Students in LEAD sent cards with encouraging words to elementary school students in the Waco community to start their year's service events. This year especially has been an unnerving period of concern for many due to challenges posed by the Covid-19 pandemic. Courtesy photo from Leadership LLC

By Julia Pearl | Reporter

Students across Baylor’s campus are called to serve, but that calling has become increasingly difficult to meet as the spread of COVID-19 becomes a larger concern. To combat this obstacle, Baylor’s Community Engagement and Service team has compiled a list of remote service opportunities for students.

Taking on their first distanced project this fall, the Leadership Living and Learning Center, one of Baylor’s volunteer-centered communities, started its year off by writing words of encouragement. The cards they wrote went to middle and elementary school students in the Waco community.

“We’re trying to go mostly remote, so that we don’t have to worry about the regulations, especially since they’re changing every day and week,” said Calif. Junior Justin Philip, LEAD Service Team Director, who plans the group’s volunteering events.

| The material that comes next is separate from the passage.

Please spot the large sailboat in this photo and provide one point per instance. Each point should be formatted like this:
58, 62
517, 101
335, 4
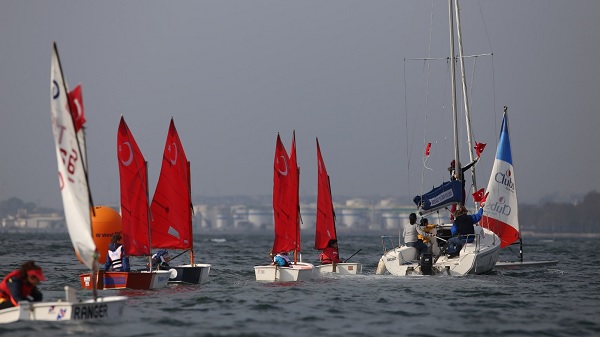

While LEAD students normally earn service hours through weekly commitments to an organization of their choosing, all of the service opportunities LEAD offers this year will be remote, much like the opportunities students can find on the CES website.

While transitioning to remote volunteering protects students and community members against COVID-19, there are areas in which remote service falls short, said Houston freshman Kaitlynn Rubio, a student in LEAD. Rubio felt that there was a disconnect compared to the in-person service she’s done previously.

“It’s very different because [with] in-person volunteering services, we usually meet new people, people who are volunteering for the same thing,” said Rubio. “This time I had to do it alone. It was fun, but I didn’t get to interact with anyone else or the people who I was volunteering for.”

While Rubio said that remote volunteer work does not have the same impact on the community or the person donating their time, Philip reflects fondly on LEAD’s first remote service event.

“I think it’s probably easier to do virtual in a way because it takes less commitment,” said Philip. “Some of [the remote service opportunities] you can plan on your own time, it’s not an event that you have to attend every week. You can cut down on the factors of having to find a way to get to the event. That way, it’s easier.”

For students outside of LEAD, this transition to online and distanced service can be an opportunity to get more involved in service.

“I think it’s still good to serve, even now,” said Philip. “People are still in need.”